The same lawmakers on the other end of Pennsylvania Avenue who had voted to spend the money were displeased. Over 120 members of Congress co-signed a letter to the president, arguing that they considered the agreement on UNFPA to be binding. The administration asked for the money, Congress appropriated the money. It was a done deal.
Bush said he disagreed and refused to release the very funds his administration had requested. When Congress announced it would consider legislation that would force release of the money for UNFPA, Bush said he would veto the bill, and Congress didn’t call his bluff.
Even members of Bush’s own party expressed frustration that the administration’s policy actually promotes the very activities it claims to detest. Sen. Gordon Smith (R-Ore.), a longtime opponent of abortion, urged Bush to release the funds.

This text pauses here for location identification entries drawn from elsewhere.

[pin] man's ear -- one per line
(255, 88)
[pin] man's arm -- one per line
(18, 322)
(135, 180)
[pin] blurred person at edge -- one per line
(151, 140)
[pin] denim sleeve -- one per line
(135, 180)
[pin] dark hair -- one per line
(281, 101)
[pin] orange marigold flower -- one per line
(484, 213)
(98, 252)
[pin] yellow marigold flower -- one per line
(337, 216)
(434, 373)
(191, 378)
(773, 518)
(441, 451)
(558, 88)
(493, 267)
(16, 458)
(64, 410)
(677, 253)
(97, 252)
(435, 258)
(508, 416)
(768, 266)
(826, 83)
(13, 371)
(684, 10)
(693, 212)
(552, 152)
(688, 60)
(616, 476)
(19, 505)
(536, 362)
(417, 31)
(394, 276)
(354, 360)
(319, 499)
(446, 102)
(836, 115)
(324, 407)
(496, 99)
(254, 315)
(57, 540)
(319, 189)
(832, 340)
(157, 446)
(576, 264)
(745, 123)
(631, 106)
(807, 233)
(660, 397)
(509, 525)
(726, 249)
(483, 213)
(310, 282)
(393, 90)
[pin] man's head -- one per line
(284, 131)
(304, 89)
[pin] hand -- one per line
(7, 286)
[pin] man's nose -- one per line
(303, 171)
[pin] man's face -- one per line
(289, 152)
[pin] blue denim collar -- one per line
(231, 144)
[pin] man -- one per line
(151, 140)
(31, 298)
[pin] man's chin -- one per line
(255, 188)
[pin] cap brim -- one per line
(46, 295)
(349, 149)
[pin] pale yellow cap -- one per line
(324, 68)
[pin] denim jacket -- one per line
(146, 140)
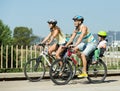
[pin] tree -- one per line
(5, 34)
(23, 36)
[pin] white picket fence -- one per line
(16, 57)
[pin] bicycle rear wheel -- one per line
(97, 72)
(34, 70)
(60, 72)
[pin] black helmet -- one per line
(52, 21)
(77, 17)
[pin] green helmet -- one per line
(102, 33)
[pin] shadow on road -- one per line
(87, 82)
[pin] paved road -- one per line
(110, 84)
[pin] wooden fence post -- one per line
(11, 56)
(21, 56)
(16, 56)
(1, 56)
(6, 56)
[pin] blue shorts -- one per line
(87, 48)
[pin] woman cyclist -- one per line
(55, 33)
(84, 42)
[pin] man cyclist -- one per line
(84, 42)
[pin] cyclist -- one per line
(84, 44)
(55, 33)
(101, 46)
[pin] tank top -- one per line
(60, 38)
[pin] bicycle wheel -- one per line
(97, 72)
(73, 66)
(60, 72)
(34, 70)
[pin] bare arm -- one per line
(84, 32)
(71, 38)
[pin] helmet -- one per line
(52, 21)
(77, 17)
(102, 33)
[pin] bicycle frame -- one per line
(44, 54)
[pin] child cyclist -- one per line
(84, 44)
(101, 46)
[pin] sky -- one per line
(98, 14)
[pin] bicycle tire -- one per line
(97, 72)
(34, 70)
(60, 75)
(73, 66)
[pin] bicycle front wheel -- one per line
(60, 72)
(34, 70)
(97, 72)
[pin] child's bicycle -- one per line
(34, 69)
(96, 72)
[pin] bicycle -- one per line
(34, 69)
(94, 70)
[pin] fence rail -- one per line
(16, 56)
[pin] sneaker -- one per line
(94, 62)
(82, 75)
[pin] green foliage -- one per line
(5, 34)
(23, 36)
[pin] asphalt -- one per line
(21, 76)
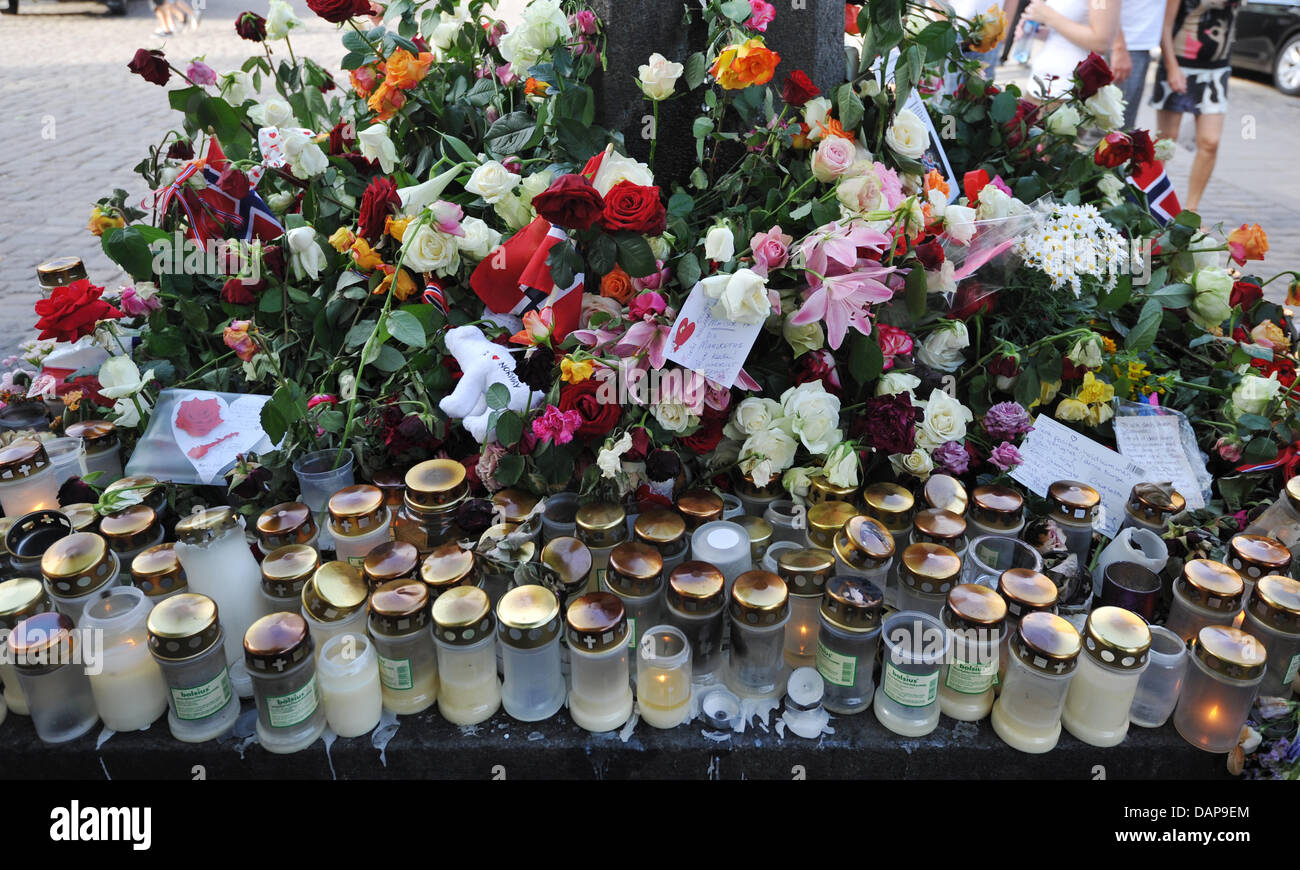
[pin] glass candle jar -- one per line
(975, 617)
(434, 490)
(1151, 506)
(759, 610)
(281, 659)
(1221, 684)
(26, 479)
(723, 545)
(1116, 644)
(1157, 689)
(1273, 617)
(846, 643)
(917, 644)
(358, 522)
(349, 674)
(403, 640)
(601, 526)
(666, 532)
(20, 598)
(996, 510)
(103, 449)
(219, 563)
(466, 633)
(528, 630)
(601, 693)
(157, 572)
(805, 572)
(1044, 657)
(187, 643)
(1074, 507)
(44, 652)
(1205, 593)
(663, 676)
(926, 574)
(284, 574)
(696, 601)
(77, 567)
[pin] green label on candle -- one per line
(835, 667)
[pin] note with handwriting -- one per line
(1054, 451)
(714, 346)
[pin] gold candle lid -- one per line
(865, 542)
(1026, 592)
(596, 623)
(1000, 507)
(974, 606)
(284, 524)
(1230, 652)
(1212, 585)
(945, 493)
(697, 588)
(287, 568)
(759, 598)
(129, 528)
(157, 571)
(826, 520)
(1275, 602)
(931, 568)
(700, 506)
(391, 561)
(805, 571)
(889, 503)
(436, 485)
(20, 598)
(1117, 637)
(1047, 643)
(336, 592)
(399, 607)
(852, 604)
(1255, 555)
(528, 617)
(183, 626)
(206, 524)
(276, 643)
(636, 570)
(22, 458)
(78, 565)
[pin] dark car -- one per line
(1268, 40)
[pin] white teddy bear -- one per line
(484, 364)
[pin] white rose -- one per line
(493, 182)
(908, 135)
(659, 77)
(943, 349)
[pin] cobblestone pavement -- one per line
(73, 121)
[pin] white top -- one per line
(1058, 56)
(1142, 21)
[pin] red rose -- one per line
(800, 89)
(598, 416)
(571, 202)
(72, 311)
(150, 65)
(378, 200)
(1092, 73)
(635, 208)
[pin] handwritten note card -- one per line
(1156, 445)
(713, 346)
(1054, 451)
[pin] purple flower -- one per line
(950, 458)
(1006, 420)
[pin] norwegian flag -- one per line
(1161, 200)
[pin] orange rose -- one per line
(618, 285)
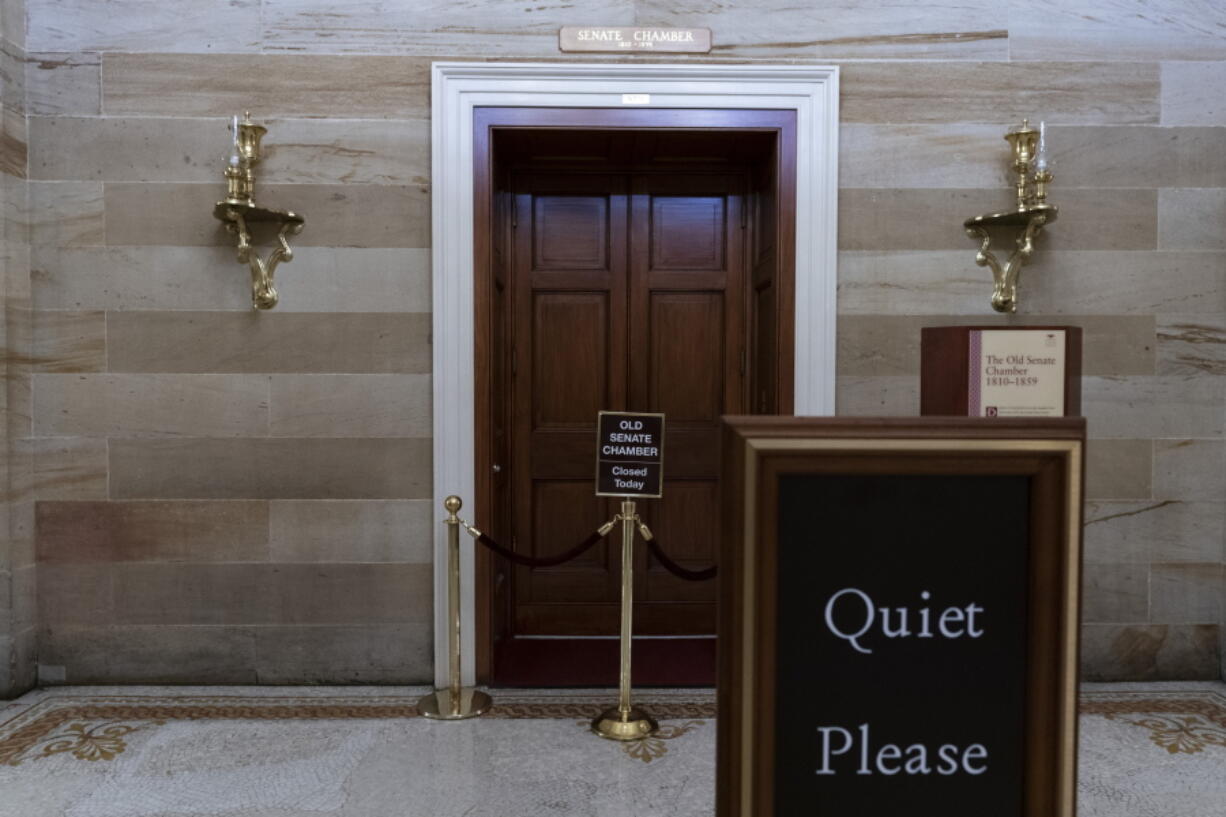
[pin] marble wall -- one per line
(237, 497)
(17, 568)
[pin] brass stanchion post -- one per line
(625, 723)
(456, 702)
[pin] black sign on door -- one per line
(629, 454)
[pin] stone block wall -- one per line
(17, 569)
(236, 497)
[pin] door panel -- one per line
(628, 292)
(570, 358)
(687, 356)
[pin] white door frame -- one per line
(812, 91)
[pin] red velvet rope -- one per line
(677, 569)
(548, 561)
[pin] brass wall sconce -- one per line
(1034, 171)
(238, 211)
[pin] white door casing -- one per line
(812, 91)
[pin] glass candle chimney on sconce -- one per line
(1034, 173)
(238, 211)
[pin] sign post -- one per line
(629, 463)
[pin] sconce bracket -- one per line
(237, 216)
(1029, 221)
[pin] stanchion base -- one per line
(438, 704)
(636, 725)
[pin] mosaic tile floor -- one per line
(1146, 751)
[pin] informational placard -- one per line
(899, 617)
(1016, 373)
(629, 454)
(630, 38)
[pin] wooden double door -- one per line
(628, 292)
(625, 259)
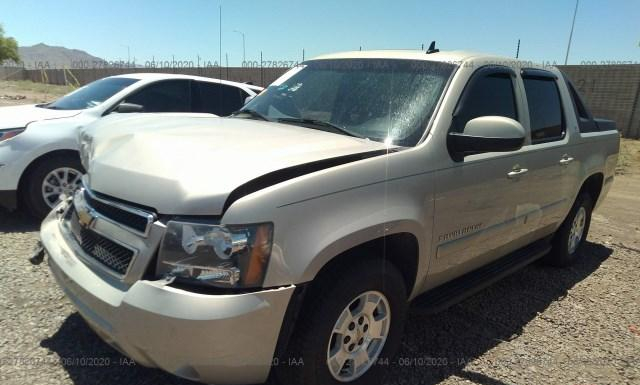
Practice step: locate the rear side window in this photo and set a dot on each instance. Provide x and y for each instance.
(545, 109)
(581, 110)
(489, 94)
(219, 99)
(164, 96)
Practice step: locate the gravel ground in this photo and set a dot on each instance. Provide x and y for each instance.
(539, 326)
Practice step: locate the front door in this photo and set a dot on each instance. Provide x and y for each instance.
(478, 198)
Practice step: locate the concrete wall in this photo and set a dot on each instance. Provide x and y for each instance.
(611, 91)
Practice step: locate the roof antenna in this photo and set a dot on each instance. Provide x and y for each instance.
(432, 48)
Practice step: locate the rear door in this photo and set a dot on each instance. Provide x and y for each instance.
(553, 168)
(477, 198)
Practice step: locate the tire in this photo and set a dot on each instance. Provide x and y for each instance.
(314, 339)
(34, 190)
(568, 241)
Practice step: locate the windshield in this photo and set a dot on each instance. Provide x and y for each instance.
(91, 95)
(387, 100)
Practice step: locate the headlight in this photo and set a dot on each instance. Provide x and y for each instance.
(7, 133)
(216, 255)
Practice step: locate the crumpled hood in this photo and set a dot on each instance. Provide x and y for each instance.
(20, 116)
(190, 165)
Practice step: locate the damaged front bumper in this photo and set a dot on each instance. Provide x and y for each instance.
(228, 338)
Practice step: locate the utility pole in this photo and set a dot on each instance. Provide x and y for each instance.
(244, 58)
(573, 23)
(220, 48)
(128, 53)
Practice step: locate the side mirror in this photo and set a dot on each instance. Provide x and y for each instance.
(124, 108)
(487, 134)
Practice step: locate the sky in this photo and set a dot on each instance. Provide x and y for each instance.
(188, 30)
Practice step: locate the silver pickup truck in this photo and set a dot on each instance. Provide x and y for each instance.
(288, 239)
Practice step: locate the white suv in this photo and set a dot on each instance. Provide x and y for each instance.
(38, 143)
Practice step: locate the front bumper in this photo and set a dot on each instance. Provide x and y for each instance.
(222, 339)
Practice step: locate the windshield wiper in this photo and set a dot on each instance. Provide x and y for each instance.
(320, 123)
(252, 113)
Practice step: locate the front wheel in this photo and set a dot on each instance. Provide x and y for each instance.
(350, 327)
(49, 179)
(572, 234)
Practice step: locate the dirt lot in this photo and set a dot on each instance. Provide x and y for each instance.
(27, 92)
(542, 325)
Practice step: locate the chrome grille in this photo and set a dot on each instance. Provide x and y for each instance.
(130, 217)
(103, 250)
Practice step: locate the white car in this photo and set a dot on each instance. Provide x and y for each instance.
(38, 143)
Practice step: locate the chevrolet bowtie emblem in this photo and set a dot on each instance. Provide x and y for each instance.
(85, 217)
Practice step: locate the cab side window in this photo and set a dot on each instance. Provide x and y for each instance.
(585, 120)
(164, 96)
(545, 108)
(489, 93)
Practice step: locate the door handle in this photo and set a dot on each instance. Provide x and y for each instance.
(517, 172)
(565, 160)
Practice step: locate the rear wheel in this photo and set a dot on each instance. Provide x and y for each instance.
(349, 328)
(572, 234)
(49, 178)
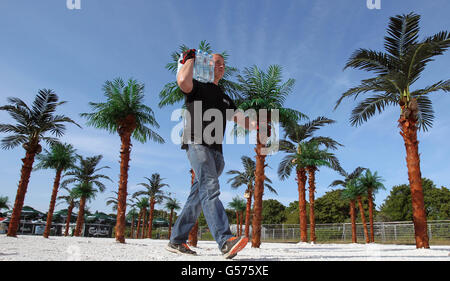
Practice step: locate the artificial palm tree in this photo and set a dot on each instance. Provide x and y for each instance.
(4, 203)
(142, 204)
(350, 193)
(264, 93)
(396, 70)
(372, 183)
(132, 213)
(72, 200)
(171, 93)
(350, 183)
(86, 177)
(153, 189)
(297, 135)
(312, 158)
(172, 204)
(33, 124)
(124, 113)
(247, 178)
(60, 158)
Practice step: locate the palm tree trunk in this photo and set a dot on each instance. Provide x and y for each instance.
(150, 220)
(125, 149)
(69, 216)
(301, 181)
(353, 219)
(247, 214)
(370, 198)
(258, 193)
(237, 223)
(241, 216)
(52, 203)
(170, 222)
(21, 191)
(132, 227)
(80, 218)
(312, 189)
(363, 219)
(409, 134)
(144, 224)
(139, 225)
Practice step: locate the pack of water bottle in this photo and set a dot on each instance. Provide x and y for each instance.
(203, 66)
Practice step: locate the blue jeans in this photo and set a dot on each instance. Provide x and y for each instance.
(208, 165)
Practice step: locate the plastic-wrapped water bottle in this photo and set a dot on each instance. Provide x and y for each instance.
(203, 67)
(211, 66)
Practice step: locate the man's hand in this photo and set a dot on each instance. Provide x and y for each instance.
(187, 55)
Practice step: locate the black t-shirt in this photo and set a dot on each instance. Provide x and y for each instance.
(212, 100)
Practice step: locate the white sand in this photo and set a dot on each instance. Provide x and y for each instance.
(73, 248)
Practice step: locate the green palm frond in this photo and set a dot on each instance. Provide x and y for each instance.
(123, 100)
(35, 122)
(152, 188)
(85, 176)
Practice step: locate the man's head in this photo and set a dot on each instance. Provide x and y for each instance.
(219, 67)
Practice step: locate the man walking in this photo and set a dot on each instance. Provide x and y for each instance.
(204, 152)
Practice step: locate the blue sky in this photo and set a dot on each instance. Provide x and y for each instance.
(73, 52)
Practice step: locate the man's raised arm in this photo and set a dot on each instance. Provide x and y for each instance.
(185, 76)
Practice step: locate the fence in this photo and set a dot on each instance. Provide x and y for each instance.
(384, 232)
(58, 229)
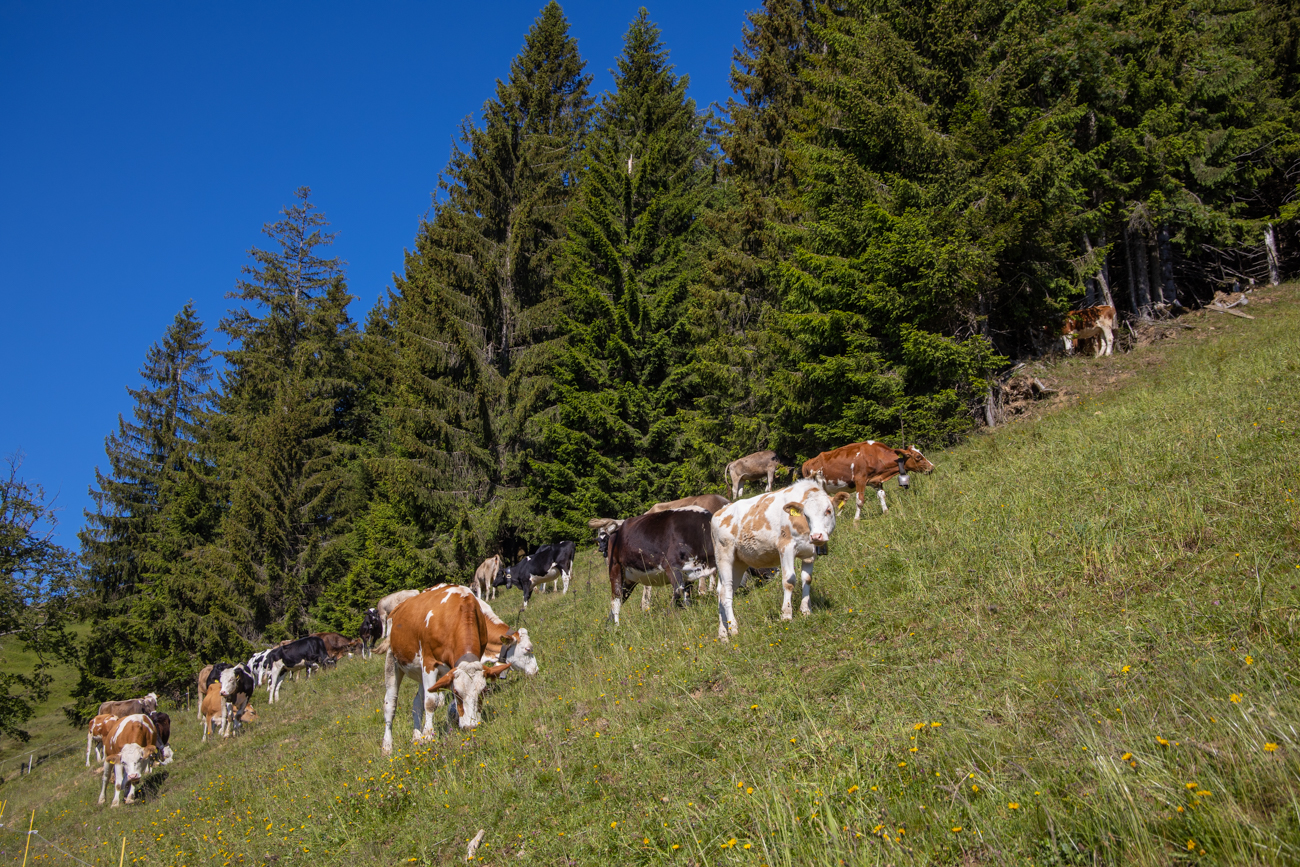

“I understand, and frankly, I share your concern about China’s brutal one-child policy,” Smith wrote. But Smith noted that the UNFPA’s work in China actually “makes abuses such as coerced abortion less likely.”
The bipartisan attempts to convince the White House were in vain. On July 22, the flip-flop was complete — Bush announced his administration had officially decided to cut off all U.S. funding for UNFPA.
“The administration is going against the will of Congress and the international community by allowing a small band of extremists to hamstring its foreign policy,” Rep. Carolyn Maloney (D-N.Y.) told Salon. She added, “This is all about appeasing the far right even at the expense of Bush’s credibility and honor.”
Critics say Bush’s flip-flop on UNFPA has dramatic negative consequences on families around the world. Thanks to the reversal, fewer women will receive pre-natal care in developing countries, fewer doctors will be trained to deal with pregnancy complications, fewer HIV prevention programs will be able to operate and less medical equipment will be made available to expectant mothers in the Third World. All told, the U.N. estimates that by withholding once promised funds, the new anti-UNFPA policy will result in 2 million unwanted pregnancies, 4,800 maternal deaths, 77,000 more deaths among children under the age of 5 and almost 1 million abortions.
Thoraya Obaid, executive director of UNFPA, said plainly, “Women and children will die because of this decision.”
Niek Biegman, a former Dutch ambassador to NATO who investigated UNFPA work in China, expressed dismay as to why Bush would cave to the unfounded concerns of the Religious Right.
“It’s not really understood by the rest of the world how a superpower like America can be influenced in such a deadly way by four or five fanatics,” Biegman told Salon. “It’s amazing.”
Yesterday, House Republicans, many of whom had voted a year ago to award federal funds to UNFPA, made sure this tragedy continued. It’s nauseating.